A banana is not a plantain, but the two are close relatives. They belong to the same genus (Musa) and the same botanical family, and they’re both hybrids of two wild ancestor species. The difference comes down to their genetic makeup, which determines how much starch and sugar they contain and, ultimately, how you eat them.
Same Family, Different Genetics
Both bananas and plantains descend from crosses between two wild species: Musa acuminata (the “A genome”) and Musa balbisiana (the “B genome”). Natural hybridization produced various combinations of these genomes, and those combinations determine whether the fruit ends up sweet or starchy.
The dessert bananas you find in most grocery stores carry three copies of the A genome (AAA). Plantains carry two copies of A and one copy of B (AAB). That single B genome makes a meaningful difference: it contributes higher starch content, a firmer texture, and greater tolerance to drought and disease in the plant itself. A third group, cooking bananas with an ABB genome, also exists and overlaps with plantains in culinary use. So while “banana” and “plantain” sound like two distinct species, they’re really points on a genetic spectrum within the same hybrid complex.
How to Tell Them Apart
Plantains are noticeably larger than dessert bananas, with thicker skin and a more angular shape. A typical dessert banana is slender and curves gently, while a plantain can be a third longer and feels denser in your hand. The skin of a green plantain is tough enough that you usually need a knife to peel it, unlike a banana’s easily removable peel.
Color isn’t always a reliable guide. Bananas go from green to yellow and are eaten when yellow. Plantains are used at every stage of ripeness, from bright green to completely black, and each stage produces a different flavor and texture.
How Ripening Changes a Plantain
A green plantain is firm, starchy, and tastes more like a potato than a fruit. Inside, the flesh is pale yellow and dense. At this stage it needs to be cooked, typically fried into chips (tostones) or boiled as a side dish.
Over the course of several weeks, the skin transitions from green to yellow, then to spotted, and finally to almost entirely black. During that time, the starches inside convert to sugars, the flesh softens and darkens to a light peach color, and the flavor shifts toward something recognizably banana-like. A fully ripe, black-skinned plantain is sweet enough to eat on its own, though most people still fry or bake it. This is the stage used for dishes like maduros, the caramelized sweet plantains common in Caribbean and Latin American cooking.
Cooking vs. Eating Raw
The core practical difference: bananas are a snack you peel and eat. Plantains are a cooking ingredient. Their higher starch and lower sugar content at the green and yellow stages means they taste bland and chalky raw.
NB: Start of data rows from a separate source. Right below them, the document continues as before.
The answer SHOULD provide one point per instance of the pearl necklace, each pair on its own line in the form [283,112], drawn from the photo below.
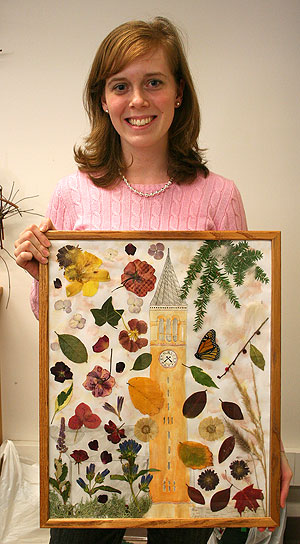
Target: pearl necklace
[146,195]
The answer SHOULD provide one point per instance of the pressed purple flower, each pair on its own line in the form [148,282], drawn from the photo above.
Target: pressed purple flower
[120,367]
[93,445]
[157,250]
[79,456]
[61,372]
[208,480]
[145,482]
[129,449]
[106,457]
[239,469]
[100,477]
[61,446]
[102,499]
[90,472]
[99,381]
[82,483]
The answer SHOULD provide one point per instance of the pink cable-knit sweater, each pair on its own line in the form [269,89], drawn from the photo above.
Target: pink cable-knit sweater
[212,203]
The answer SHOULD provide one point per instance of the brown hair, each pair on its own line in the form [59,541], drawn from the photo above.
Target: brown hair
[101,156]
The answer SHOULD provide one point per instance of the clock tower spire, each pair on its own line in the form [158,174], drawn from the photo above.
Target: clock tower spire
[168,324]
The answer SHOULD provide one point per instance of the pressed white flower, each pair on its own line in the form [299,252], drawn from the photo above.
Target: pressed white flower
[77,321]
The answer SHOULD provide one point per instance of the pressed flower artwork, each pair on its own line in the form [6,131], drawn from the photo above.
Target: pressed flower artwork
[159,371]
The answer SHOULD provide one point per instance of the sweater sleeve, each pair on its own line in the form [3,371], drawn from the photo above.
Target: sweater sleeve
[62,217]
[234,217]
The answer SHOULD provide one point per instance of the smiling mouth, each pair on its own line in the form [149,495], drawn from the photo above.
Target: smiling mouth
[140,122]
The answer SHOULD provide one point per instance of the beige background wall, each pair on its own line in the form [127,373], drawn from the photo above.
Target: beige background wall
[245,59]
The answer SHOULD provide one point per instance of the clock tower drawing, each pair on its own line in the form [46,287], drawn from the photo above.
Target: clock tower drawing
[168,325]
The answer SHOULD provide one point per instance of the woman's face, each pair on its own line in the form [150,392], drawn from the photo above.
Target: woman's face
[141,100]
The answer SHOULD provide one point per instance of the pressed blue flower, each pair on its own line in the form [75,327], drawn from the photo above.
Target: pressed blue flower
[145,482]
[90,472]
[82,484]
[101,475]
[129,449]
[147,479]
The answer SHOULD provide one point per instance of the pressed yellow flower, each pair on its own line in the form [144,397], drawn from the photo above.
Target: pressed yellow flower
[83,273]
[145,429]
[211,428]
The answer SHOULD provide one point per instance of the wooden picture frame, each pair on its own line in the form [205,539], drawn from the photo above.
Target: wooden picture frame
[144,420]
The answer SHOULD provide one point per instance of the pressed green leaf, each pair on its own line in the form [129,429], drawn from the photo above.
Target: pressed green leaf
[194,404]
[195,495]
[58,468]
[201,377]
[72,348]
[220,500]
[142,361]
[232,410]
[107,314]
[54,483]
[64,472]
[63,399]
[147,470]
[66,492]
[257,357]
[110,489]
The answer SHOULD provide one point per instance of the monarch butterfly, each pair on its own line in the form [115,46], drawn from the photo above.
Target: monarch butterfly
[208,348]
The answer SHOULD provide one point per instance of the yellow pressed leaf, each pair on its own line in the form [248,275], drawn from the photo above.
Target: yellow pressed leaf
[91,260]
[146,395]
[90,288]
[74,288]
[195,455]
[97,275]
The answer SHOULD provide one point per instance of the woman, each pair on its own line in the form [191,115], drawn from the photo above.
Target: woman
[139,169]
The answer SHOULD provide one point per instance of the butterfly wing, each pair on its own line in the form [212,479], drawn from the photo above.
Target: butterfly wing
[208,348]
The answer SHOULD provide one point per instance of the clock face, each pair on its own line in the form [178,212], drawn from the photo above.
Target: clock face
[168,358]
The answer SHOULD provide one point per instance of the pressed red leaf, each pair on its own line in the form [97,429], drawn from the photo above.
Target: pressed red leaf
[232,410]
[226,448]
[82,409]
[195,495]
[194,404]
[101,344]
[75,423]
[91,421]
[220,500]
[247,498]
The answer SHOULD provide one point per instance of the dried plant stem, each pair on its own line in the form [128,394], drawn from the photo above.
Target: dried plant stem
[242,349]
[257,432]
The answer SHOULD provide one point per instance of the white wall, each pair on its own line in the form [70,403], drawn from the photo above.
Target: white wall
[245,59]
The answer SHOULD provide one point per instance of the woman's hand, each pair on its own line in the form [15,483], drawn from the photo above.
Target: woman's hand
[32,247]
[285,477]
[285,480]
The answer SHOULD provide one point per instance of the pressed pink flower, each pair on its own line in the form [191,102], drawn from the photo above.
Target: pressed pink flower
[79,456]
[84,416]
[99,381]
[101,344]
[138,277]
[130,339]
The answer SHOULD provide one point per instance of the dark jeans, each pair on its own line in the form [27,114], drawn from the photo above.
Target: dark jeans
[115,536]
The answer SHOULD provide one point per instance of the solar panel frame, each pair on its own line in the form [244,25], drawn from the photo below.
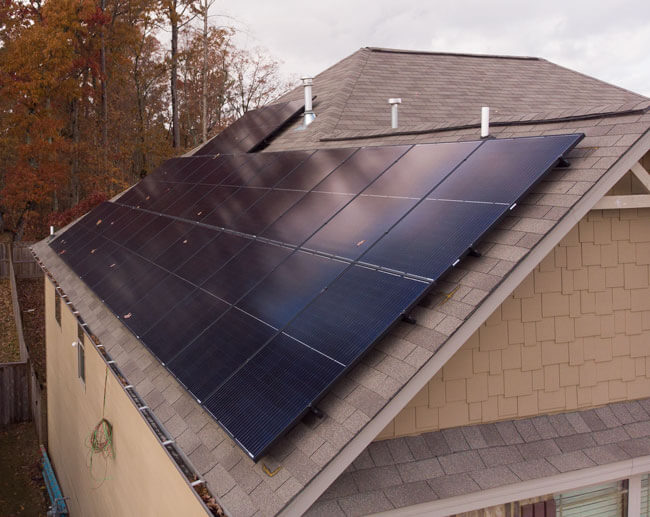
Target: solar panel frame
[115,215]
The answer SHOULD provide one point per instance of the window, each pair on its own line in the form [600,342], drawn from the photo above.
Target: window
[81,361]
[57,306]
[599,501]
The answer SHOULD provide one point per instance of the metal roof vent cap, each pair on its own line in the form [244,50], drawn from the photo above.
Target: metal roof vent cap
[394,103]
[485,122]
[309,109]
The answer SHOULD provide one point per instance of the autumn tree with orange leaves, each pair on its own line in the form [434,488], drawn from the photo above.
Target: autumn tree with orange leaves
[86,105]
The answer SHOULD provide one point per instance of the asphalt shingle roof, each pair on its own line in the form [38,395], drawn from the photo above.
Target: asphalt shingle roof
[244,488]
[415,469]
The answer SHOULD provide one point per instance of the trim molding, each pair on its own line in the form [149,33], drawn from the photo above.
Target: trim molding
[527,489]
[321,481]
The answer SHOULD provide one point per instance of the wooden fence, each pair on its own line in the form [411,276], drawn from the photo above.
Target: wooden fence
[14,393]
[24,264]
[21,394]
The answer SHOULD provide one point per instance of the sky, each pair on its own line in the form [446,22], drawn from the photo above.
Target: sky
[608,40]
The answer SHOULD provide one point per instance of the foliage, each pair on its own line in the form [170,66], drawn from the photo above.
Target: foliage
[86,101]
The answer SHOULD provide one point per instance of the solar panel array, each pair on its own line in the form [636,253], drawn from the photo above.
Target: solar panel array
[258,279]
[252,129]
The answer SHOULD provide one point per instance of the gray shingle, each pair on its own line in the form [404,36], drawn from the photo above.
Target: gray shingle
[575,442]
[436,443]
[455,439]
[474,437]
[418,447]
[544,427]
[592,420]
[363,504]
[638,429]
[527,430]
[343,486]
[607,416]
[539,449]
[494,477]
[380,454]
[508,433]
[376,478]
[420,470]
[325,508]
[503,455]
[410,494]
[533,469]
[449,486]
[571,461]
[617,434]
[604,454]
[399,450]
[461,462]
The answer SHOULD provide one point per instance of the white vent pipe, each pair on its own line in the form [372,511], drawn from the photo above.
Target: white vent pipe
[394,120]
[485,122]
[309,109]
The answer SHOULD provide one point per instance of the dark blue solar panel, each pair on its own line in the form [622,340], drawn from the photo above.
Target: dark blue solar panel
[250,130]
[306,216]
[219,351]
[256,329]
[354,311]
[360,169]
[501,171]
[359,225]
[245,270]
[275,387]
[196,312]
[433,236]
[212,257]
[282,294]
[421,169]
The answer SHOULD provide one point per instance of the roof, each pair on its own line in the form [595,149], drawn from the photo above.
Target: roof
[317,451]
[416,469]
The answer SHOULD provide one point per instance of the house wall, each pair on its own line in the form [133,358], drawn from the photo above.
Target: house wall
[574,334]
[141,479]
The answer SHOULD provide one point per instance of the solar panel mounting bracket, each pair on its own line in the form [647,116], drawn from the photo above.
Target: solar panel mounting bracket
[317,412]
[407,318]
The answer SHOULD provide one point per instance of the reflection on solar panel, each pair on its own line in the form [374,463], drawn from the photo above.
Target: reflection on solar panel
[252,129]
[259,279]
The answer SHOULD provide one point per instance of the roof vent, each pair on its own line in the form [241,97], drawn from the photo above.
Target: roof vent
[309,110]
[485,122]
[394,103]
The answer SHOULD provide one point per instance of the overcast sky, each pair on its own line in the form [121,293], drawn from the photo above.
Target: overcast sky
[608,40]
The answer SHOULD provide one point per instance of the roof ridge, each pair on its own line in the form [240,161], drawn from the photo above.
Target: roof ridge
[611,85]
[459,125]
[455,54]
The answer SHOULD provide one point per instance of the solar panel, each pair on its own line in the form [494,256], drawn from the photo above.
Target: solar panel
[283,269]
[252,129]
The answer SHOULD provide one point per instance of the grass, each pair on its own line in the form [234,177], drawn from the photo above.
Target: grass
[22,492]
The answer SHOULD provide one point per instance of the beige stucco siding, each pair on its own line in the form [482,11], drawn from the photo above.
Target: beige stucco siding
[575,333]
[141,480]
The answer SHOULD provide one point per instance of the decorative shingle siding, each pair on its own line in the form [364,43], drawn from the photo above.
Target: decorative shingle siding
[575,333]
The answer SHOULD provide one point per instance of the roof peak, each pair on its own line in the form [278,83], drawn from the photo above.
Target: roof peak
[454,54]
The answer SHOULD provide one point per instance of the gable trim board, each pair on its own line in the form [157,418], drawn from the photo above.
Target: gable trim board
[526,490]
[304,499]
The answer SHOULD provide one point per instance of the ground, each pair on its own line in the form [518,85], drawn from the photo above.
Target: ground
[21,486]
[9,351]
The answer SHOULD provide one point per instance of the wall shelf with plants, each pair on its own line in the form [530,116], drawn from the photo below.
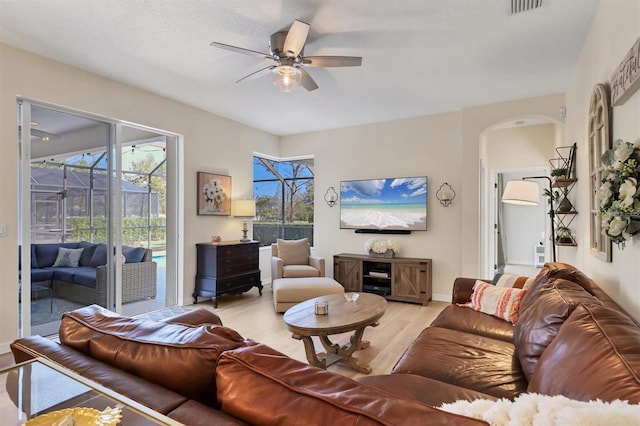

Cooked, they behave like potatoes, absorbing flavors and developing a satisfying texture whether boiled, fried, or baked.
In many parts of West Africa, Central America, and the Caribbean, plantains serve as a staple starch the way potatoes or rice do elsewhere. They’re boiled and mashed into fufu, sliced and deep-fried into chips, or roasted over charcoal. Dessert bananas occasionally get cooked too (think banana bread or fried bananas in Thai cuisine), but that’s the exception rather than the rule.
Nutritional Differences
Plantains pack more calories and more of certain nutrients than bananas. A baked plantain (about 105 grams) provides roughly 163 calories compared to 113 calories in a similar-sized raw banana. Plantains also deliver more potassium: 501 milligrams versus 375 milligrams in a banana. Fiber is slightly higher in plantains as well, at 2.3 grams compared to about 2 grams in a banana.
For blood sugar, preparation matters enormously. Fried plantain dishes tested in research consistently showed low glycemic index values, ranging from 39 to 45, meaning they cause a relatively slow, moderate rise in blood sugar. That’s partly because frying in oil slows digestion and partly because the starch in less-ripe plantains resists quick breakdown. A grilled ripe plantain, by contrast, scored a glycemic index of 89, which is high and comparable to white bread. The ripeness stage and cooking method shift the blood sugar impact dramatically.
Why the Names Get Confusing
In English-speaking countries, “banana” and “plantain” feel like clear, separate categories. But in many tropical regions where dozens of Musa varieties grow, the line blurs. Some cooking bananas with ABB genomes aren’t technically plantains (AAB) but get used the same way. In parts of Southeast Asia and East Africa, local languages may use a single word for all Musa fruits, distinguishing varieties by other characteristics rather than the banana-versus-plantain split familiar to Western shoppers.
The simplest way to think about it: “plantain” is a culinary label more than a strict botanical one. It refers to the larger, starchier members of the banana family that are meant to be cooked. Every plantain is a banana in the broad botanical sense, but the yellow Cavendish banana on your kitchen counter is not a plantain.